Sementara itu Kepala DPMPTSP Kabupaten Badung I Made Agus Aryawan melaporkan bahwa Pemerintah pusat meminta pemerintah daerah untuk mendorong peningkatan pelayanan publik. Hal ini dapat dilakukan melalui pembangunan MPP. Sebab, masyarakat ingin ada percepatan dalam sektor pelayanan publik. Oleh karenanya, konsep MPP yang mengintegrasikan segala jenis pelayanan dalam satu gedung dinilai tepat.

Dengan MPP, diharapkan pelayanan menjadi lebih cepat, transparan, efektif dan efisien. Termasuk terkait dengan kecepatan pelayanan perijinan investasi. Saat ini, semua pemerintah daerah sedang berlomba untuk memberikan layanan publik terbaik bagi masyarakat. Melalui penyediaan pelayanan publik, dapat menunjukkan bahwa pemerintah hadir untuk menjawab kebutuhan masyarakat.
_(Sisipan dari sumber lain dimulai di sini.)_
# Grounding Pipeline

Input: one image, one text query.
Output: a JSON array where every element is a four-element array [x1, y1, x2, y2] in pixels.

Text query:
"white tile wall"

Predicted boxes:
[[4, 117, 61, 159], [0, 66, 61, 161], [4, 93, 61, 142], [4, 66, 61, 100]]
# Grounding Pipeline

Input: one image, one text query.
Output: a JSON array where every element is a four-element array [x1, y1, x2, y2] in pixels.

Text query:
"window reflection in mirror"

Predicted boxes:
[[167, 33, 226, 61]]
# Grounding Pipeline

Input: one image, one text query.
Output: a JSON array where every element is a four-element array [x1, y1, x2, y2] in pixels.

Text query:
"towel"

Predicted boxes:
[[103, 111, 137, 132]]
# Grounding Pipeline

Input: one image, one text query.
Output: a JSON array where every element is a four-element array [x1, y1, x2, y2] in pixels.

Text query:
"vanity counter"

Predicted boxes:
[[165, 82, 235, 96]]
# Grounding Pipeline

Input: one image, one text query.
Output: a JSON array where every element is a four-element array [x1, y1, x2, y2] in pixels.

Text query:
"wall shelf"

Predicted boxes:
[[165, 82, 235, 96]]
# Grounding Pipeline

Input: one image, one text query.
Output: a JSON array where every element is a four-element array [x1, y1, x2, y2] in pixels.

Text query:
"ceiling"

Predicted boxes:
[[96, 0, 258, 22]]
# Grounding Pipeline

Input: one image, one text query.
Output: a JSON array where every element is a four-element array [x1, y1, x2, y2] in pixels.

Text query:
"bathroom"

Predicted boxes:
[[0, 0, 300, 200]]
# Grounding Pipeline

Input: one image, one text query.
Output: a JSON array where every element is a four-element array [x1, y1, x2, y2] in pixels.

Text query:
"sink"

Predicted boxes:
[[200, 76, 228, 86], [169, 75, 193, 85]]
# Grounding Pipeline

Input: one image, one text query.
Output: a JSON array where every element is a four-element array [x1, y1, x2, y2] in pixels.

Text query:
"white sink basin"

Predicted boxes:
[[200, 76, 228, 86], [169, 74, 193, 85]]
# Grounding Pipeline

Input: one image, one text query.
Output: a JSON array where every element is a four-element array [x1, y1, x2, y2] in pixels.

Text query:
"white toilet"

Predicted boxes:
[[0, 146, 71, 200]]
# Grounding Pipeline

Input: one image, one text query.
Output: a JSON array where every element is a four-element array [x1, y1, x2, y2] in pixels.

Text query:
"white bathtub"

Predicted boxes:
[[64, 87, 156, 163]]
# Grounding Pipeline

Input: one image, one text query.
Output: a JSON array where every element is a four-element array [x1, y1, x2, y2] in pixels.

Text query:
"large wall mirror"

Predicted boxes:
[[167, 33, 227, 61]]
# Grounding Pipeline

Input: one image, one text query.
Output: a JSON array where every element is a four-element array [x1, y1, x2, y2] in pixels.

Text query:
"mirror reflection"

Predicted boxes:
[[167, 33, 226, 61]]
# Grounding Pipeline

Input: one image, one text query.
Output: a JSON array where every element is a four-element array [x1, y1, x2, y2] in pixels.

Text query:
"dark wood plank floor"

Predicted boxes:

“Pada rapat tahunan ini kita memberikan apresiasi yang setinggi-tingginya atas integritas dan totalitas jajaran instansi yang bergabung dengan MPP Kabupaten Badung sehingga kita mampu meraih award kategori pelayanan prima dan zona integritas pada tahun 2019 dari pemerintah pusat. Sekaligus jadikan ini bahan evaluasi diri untuk memetakan kekurangan kekurangan pelayanan yang dimiliki oleh masing-masing instansi yang bergabung. Agar kita bisa melakukan evaluasi internal demi peningkatan kualitas pelayanan yang kita berikan ke masyarakat. Kami selaku leading sektor Mal Pelayanan Publik selalu siap mensupport peningkatan kualitas pelayanan dengan menyiapkan SDM berkualitas, sarana yang memadai, serta sistem informasi teknologi yang terintegrasi dengan instansi terkait.” imbuhnya.